Lazy delegation is where work is given, but the reason for it is not. Lazy delegation is common and it is damaging.
I was briefing some fellow trainers recently to deliver a tailored Change Management course to one of our clients. In this course we had included some material on Viktor Frankl. I was not surprised at all that most of the trainers had not heard of Frankl; he had the misfortune to die in the same week as Mother Teresa and Diana Princess of Wales, so his passing and his life's work did not gain the attention it deserved at the time.
As a young man, Frankl was interned into a Death Camp during World War II. When he arrived, he asked himself the question: "What sort of people will survive this?" [I remember Jim Collins saying at a leadership conference I attended a few years ago that all good research starts with a great question.]
In short he discovered, that among those who were given the chance - that is, those who were not just taken away and executed - the survivors were all people who had something to live for beyond the camp, whereas those who gave up the will to go on in that dreadful place usually grounded their hope and their meaning within the circumstances of the camp.

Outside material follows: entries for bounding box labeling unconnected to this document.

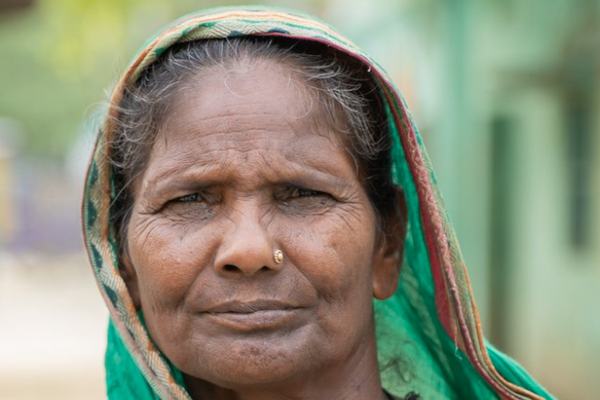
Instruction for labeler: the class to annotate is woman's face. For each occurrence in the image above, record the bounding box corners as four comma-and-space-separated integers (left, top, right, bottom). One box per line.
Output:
123, 57, 397, 388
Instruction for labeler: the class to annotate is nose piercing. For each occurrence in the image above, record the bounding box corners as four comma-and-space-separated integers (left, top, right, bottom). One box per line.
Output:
273, 250, 283, 264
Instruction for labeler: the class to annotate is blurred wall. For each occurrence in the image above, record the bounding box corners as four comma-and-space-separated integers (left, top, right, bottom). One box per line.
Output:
0, 0, 600, 400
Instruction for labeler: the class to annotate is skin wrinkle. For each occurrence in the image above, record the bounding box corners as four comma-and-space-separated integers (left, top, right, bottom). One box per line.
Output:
118, 57, 404, 400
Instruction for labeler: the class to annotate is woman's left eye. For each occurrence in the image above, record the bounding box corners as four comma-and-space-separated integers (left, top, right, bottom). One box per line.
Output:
290, 188, 326, 197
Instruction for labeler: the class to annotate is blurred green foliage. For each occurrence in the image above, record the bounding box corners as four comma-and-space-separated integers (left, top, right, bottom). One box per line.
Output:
0, 0, 323, 160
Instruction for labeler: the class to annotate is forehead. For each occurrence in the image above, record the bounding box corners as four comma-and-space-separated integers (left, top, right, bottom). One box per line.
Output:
148, 60, 356, 181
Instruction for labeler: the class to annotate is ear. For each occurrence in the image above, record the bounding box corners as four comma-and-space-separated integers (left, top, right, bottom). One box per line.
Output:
372, 186, 408, 300
119, 249, 142, 310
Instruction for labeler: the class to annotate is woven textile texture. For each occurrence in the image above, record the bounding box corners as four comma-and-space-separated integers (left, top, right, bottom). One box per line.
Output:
83, 8, 552, 400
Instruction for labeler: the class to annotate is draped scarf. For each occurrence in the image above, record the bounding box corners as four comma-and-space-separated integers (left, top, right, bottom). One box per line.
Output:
83, 7, 553, 400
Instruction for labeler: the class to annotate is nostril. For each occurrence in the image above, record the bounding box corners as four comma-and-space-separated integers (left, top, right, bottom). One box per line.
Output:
223, 264, 238, 272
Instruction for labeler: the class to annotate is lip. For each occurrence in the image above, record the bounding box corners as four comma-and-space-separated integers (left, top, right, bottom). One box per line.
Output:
201, 300, 305, 332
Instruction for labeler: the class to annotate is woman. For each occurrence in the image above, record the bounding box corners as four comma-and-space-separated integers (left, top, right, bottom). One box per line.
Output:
83, 8, 551, 400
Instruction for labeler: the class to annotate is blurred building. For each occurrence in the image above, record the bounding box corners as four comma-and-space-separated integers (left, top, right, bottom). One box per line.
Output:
0, 0, 600, 400
332, 0, 600, 399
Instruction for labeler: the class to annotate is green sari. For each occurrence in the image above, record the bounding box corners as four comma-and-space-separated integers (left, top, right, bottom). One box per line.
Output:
83, 8, 553, 400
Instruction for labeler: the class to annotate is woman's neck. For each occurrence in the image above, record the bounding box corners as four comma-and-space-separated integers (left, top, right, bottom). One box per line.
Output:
185, 335, 388, 400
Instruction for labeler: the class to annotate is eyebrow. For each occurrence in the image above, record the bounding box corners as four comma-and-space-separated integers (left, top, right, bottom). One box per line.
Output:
141, 161, 352, 199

In fact, the guards seem to know this. They devised a special form of torture whereby they took a random detail of prisoners and made them move a pile of rubbish from one end of the camp to the other. It was back-breaking work. The next day the guards would select the same group and get them to move that mound of rubbish back to exactly the same spot it was before. By taking any rational meaning out of the prisoners' work, the guards sought to take away their will to live, to grind them down.
After the War, Frankl went on to found a branch of psychotherapy called Logotherapy (from the Greek word 'logos' meaning 'Word' or 'Meaning'). He devised a cognitive therapy strategy whereby he helped patients to mental health by helping them to connect with what was most important in their lives, to connect with meaning. He set out his discovery and some of his experiences in an amazing book called Man's Search For Meaning.
I tell delegates this story sometimes on our change management courses and I ask: how often do we do the equivalent of getting people to move around the rubbish? By decanting work of any meaning for people, we do just that; and we lose health and motivation from our organisations in the process.
And we do that in projects that start without clear business cases.
And we do that in inflicting change on people without explaining the benefits.
And we can do that with lazy delegation: not taking the care to explain 'why' when we ask somebody to do a piece of work for us.